Once you have established an investing process -- Mauboussin's consists of Analysis, Behavior, and Organization -- how do you evaluate its effectiveness? An investing journal can be extremely helpful in providing a realistic look at past investment decisions.
A transcript follows the video.
Koppenheffer: The process versus outcome that you talk about, that was one of the real "eurekas" that I got from a lot of your work. If those are the tools that you need to build your process, what's the best way to go about evaluating your process, once you have a process in place?
Mauboussin: Extremely difficult, but there are certain things you want to look for. One is that it's something that you can repeat over time; the idea of reliability, that it can be repeated. The second is, you want to make sure that it's economically sound, so we know that it's based on some foundational things that are very good.
Those, to me, are the main things to be looking for. Then you want to keep track of the kinds of decisions you've made, so you can see how effective you've been.
For example, I'm thinking about a stock and I think about probabilities of outcome. I might say, "There's a small chance something good will happen, an average chance not much will happen, and there's a small chance something bad will happen." Do that over time, for lots of different stocks, and keep track. It will give yourself quality feedback about how good you are, and how well-calibrated you are at making those kinds of judgments.
It's a tricky one to answer. I think evaluating processes in investing is a difficult thing to do, but a couple things on reliability, on economics, and keep track and monitor yourself, and give yourself that kind of feedback.
Koppenheffer: Keeping an investing journal would be the kind of thing that would help you out with that.
Mauboussin: An investing journal actually doesn't take much time, but it does take a fair bit of discipline. I think if you do one of these things, it's a little bit disconcerting because you look back in your journal and you start to realize ...
Koppenheffer: You see what you don't want to see!
Mauboussin: Yes. "Could I have believed that before?" Because the natural thing for all of us is that, once the world unfolds in front of us, we have hindsight bias -- which is that we start to believe that we knew what was going to happen with a greater probability than we did.
The second thing that happens is called creeping determinism, which is you start to believe that what happened is the only thing that could have happened.
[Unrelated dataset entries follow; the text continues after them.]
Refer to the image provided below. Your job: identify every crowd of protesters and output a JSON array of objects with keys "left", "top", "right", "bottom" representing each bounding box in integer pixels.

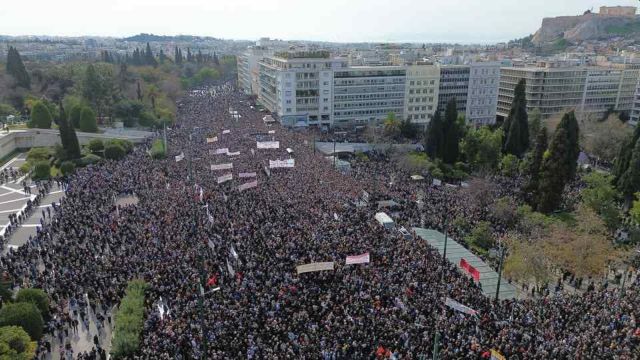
[{"left": 0, "top": 85, "right": 640, "bottom": 360}]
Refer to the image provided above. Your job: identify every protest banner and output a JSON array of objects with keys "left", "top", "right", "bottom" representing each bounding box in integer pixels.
[
  {"left": 346, "top": 253, "right": 369, "bottom": 265},
  {"left": 444, "top": 298, "right": 478, "bottom": 315},
  {"left": 296, "top": 261, "right": 334, "bottom": 274},
  {"left": 218, "top": 173, "right": 233, "bottom": 184},
  {"left": 238, "top": 180, "right": 258, "bottom": 191},
  {"left": 256, "top": 141, "right": 280, "bottom": 149},
  {"left": 211, "top": 163, "right": 233, "bottom": 171}
]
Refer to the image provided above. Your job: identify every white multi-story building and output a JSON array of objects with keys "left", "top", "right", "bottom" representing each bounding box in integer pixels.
[
  {"left": 237, "top": 46, "right": 271, "bottom": 96},
  {"left": 465, "top": 62, "right": 501, "bottom": 126},
  {"left": 333, "top": 66, "right": 406, "bottom": 127},
  {"left": 258, "top": 51, "right": 347, "bottom": 126},
  {"left": 404, "top": 63, "right": 440, "bottom": 126}
]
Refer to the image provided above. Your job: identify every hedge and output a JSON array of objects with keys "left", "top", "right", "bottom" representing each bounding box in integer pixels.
[
  {"left": 0, "top": 303, "right": 44, "bottom": 341},
  {"left": 0, "top": 326, "right": 36, "bottom": 360},
  {"left": 111, "top": 280, "right": 147, "bottom": 359},
  {"left": 151, "top": 139, "right": 167, "bottom": 159},
  {"left": 16, "top": 288, "right": 49, "bottom": 319}
]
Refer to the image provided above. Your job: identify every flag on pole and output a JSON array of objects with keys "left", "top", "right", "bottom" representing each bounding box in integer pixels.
[{"left": 444, "top": 298, "right": 478, "bottom": 315}]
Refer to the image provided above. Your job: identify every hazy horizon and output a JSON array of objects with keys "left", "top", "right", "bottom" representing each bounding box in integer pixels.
[{"left": 0, "top": 0, "right": 637, "bottom": 44}]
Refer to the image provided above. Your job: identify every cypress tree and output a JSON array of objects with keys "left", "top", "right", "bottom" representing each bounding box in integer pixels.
[
  {"left": 6, "top": 46, "right": 31, "bottom": 89},
  {"left": 424, "top": 111, "right": 444, "bottom": 159},
  {"left": 618, "top": 141, "right": 640, "bottom": 210},
  {"left": 441, "top": 98, "right": 461, "bottom": 164},
  {"left": 524, "top": 128, "right": 548, "bottom": 204},
  {"left": 558, "top": 111, "right": 580, "bottom": 181},
  {"left": 504, "top": 79, "right": 529, "bottom": 157},
  {"left": 537, "top": 127, "right": 569, "bottom": 213}
]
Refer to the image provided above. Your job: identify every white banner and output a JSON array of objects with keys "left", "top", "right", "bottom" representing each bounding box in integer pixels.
[
  {"left": 256, "top": 141, "right": 280, "bottom": 149},
  {"left": 269, "top": 159, "right": 296, "bottom": 169},
  {"left": 211, "top": 163, "right": 233, "bottom": 171},
  {"left": 296, "top": 261, "right": 333, "bottom": 274},
  {"left": 238, "top": 180, "right": 258, "bottom": 191},
  {"left": 218, "top": 173, "right": 233, "bottom": 184},
  {"left": 346, "top": 253, "right": 369, "bottom": 265},
  {"left": 444, "top": 298, "right": 477, "bottom": 315}
]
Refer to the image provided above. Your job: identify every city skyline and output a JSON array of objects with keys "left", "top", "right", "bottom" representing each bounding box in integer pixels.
[{"left": 0, "top": 0, "right": 637, "bottom": 44}]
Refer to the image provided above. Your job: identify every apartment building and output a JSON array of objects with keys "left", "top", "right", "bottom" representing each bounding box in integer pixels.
[
  {"left": 237, "top": 46, "right": 271, "bottom": 96},
  {"left": 258, "top": 51, "right": 347, "bottom": 126},
  {"left": 465, "top": 62, "right": 501, "bottom": 126},
  {"left": 438, "top": 65, "right": 471, "bottom": 114},
  {"left": 403, "top": 63, "right": 440, "bottom": 127},
  {"left": 497, "top": 67, "right": 587, "bottom": 119},
  {"left": 333, "top": 66, "right": 406, "bottom": 128},
  {"left": 498, "top": 64, "right": 640, "bottom": 119}
]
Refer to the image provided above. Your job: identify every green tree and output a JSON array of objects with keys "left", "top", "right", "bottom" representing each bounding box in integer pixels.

The reason is, you now have the facts, so your mind is quick to put it all together.
Fighting hindsight bias, fighting creeping determinism -- an investment journal is really effective in doing that. Also, as I mentioned before, it helps you understand how well calibrated you are. If you think a high probability event's going to happen, if it happens a lot, then you're pretty well calibrated. But if you say something's only going to happen 20% of the time, it should happen one out of five times.
Keeping track of those kinds of things takes a little bit of discipline. It doesn't take a lot of time or cost, but it takes discipline, and I think it can be extraordinarily helpful.